An artist’s uniqueness lies not only in his inner vision but also in his reaction to the outer stimuli of place and personality. John Stermer’s art reflects his feeling for a special environment, the American Southwest, particularly a part of New Mexico whose circumference encloses the Gila Wilderness, the Black Range, the Mimbres and Mesilla, the lower Rio Grande and Las Cruces, and Silver City as the center.
This collection of paintings and etchings is a legacy of love to southwestern New Mexico and its people. Panoramic views of the Kneeling Nun Mountain and Cook’s Peak and the Big Sky paintings create the area’s massive spaces just as the mountain juniper traces the violence of rocky, windswept landscapes. In 1959, Stermer moved to New Mexico after twenty years of study in New York, Paris, and Barcelona, Spain. By then, his work had been exhibited in New York, Chicago, Philadelphia, and Washington as well as Paris and Barcelona. He had attended and taught at the Art Student’s League in New York. And he had studied at the Academie de la Grande Chumiere in Paris.

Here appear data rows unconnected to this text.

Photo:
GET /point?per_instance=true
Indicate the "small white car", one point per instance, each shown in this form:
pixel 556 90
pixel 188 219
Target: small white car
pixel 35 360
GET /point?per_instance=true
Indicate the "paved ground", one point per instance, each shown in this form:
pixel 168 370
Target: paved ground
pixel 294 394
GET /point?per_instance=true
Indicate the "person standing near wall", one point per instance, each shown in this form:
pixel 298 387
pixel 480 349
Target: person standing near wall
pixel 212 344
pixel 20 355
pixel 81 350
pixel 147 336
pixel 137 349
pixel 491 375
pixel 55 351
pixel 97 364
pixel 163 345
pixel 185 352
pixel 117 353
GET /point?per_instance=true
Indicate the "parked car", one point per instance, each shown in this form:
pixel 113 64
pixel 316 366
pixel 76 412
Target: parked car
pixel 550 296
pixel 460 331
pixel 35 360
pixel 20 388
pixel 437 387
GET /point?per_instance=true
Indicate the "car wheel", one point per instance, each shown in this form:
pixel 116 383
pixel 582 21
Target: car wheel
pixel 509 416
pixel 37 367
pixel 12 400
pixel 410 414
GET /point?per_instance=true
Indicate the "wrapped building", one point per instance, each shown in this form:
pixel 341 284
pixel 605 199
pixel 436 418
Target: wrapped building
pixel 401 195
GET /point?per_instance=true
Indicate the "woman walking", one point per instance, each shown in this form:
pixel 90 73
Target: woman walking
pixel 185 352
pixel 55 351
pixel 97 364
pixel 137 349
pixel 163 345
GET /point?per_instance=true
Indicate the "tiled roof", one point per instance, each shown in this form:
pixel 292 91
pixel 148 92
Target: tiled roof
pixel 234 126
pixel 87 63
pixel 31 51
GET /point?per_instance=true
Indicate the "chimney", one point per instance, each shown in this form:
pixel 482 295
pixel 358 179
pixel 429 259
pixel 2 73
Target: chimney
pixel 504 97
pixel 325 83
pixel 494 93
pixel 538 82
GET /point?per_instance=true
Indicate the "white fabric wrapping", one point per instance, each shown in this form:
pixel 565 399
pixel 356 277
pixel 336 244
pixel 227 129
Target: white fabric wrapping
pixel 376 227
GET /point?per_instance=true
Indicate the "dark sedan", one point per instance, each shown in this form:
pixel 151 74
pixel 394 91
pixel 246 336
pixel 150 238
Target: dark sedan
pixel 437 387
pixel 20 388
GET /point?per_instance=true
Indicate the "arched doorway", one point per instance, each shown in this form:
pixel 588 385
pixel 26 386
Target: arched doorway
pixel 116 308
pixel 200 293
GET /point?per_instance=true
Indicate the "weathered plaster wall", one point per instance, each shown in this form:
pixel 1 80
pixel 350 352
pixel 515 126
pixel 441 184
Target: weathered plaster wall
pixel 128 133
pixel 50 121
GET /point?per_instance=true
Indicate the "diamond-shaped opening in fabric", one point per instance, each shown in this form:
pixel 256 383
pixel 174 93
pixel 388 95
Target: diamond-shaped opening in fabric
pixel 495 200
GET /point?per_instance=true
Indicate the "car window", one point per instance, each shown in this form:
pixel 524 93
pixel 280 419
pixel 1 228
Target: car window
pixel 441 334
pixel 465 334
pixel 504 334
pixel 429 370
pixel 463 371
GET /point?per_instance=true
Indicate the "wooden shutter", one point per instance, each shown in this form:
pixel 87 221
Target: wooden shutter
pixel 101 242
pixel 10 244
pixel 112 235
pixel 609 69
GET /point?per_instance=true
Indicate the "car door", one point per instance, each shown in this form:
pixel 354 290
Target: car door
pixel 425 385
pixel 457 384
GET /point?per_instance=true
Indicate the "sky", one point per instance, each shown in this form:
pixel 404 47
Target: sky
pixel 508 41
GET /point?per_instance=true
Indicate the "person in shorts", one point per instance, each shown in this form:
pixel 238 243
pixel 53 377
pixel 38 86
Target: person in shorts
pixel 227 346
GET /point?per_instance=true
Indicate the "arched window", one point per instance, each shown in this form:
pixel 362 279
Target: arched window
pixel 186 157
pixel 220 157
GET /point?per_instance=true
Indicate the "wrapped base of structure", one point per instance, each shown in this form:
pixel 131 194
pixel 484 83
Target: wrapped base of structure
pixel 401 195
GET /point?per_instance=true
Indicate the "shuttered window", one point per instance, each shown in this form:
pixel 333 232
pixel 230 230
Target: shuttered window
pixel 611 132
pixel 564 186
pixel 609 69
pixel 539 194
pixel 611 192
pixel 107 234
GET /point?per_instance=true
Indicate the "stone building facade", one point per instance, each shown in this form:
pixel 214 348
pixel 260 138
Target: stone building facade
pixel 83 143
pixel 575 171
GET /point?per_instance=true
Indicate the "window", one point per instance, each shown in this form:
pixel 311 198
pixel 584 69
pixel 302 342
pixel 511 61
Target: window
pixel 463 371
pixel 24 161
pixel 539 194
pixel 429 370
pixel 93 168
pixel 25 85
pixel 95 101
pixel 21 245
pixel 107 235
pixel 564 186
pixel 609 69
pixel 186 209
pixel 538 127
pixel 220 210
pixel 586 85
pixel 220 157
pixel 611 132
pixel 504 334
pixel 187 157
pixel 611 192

Since he established his home in New Mexico, he has exhibited widely in New Mexico and Arizona and traveled throughout the western United States as head of the Silver City Arts Council, which he founded, and as a state arts commissioner. As a sponsor of the arts and an innovator of projects in music, dance, sculpture, painting, and theatre, he found himself a mentor of other artists and a teacher in his Silver City studio.
His work is included in the permanent collections of the Art Student’s League, the U.S. State Department, The Arnot Art Museum, The State Capitol of New Mexico, the Albuquerque Museum, the Museum of New Mexico (Santa Fe), Kennecott Copper Corporation, and other institutional and private collections.
The works of John Stermer evince a heritage born of Cezanne and Picasso, but without suggesting imitation. One is tempted to place Stermer’s work in the general genus of painters whom we call Modernist, but this would be about as appropriate as calling Picasso a Cubist. Like the works of all ardent artists, Stermer’s oeuvre evolved within itself.
Among Stermer’s interests were printmaking and line and aquatint etchings. His paintings of individuals and groups are done in many styles and reveal a sense of humor honed during naval service in World War II, when he was selected as artist to depict life in the service. His involvement with the subjects of his art is best expressed by his words, “The subject is an excuse to paint. I find excuses everywhere, in the desert and the ocean, in a mountain or a geranium, an adobe hut or the human figure.”
The man was a generous dispenser of his talent, a giver and an innovator. The door to his studio was open to everyone, but he especially encouraged artists of every medium. Most of all, he influenced his town and his state to seek beauty in a humble adobe hut as well as the grandeur of a New Mexico sky.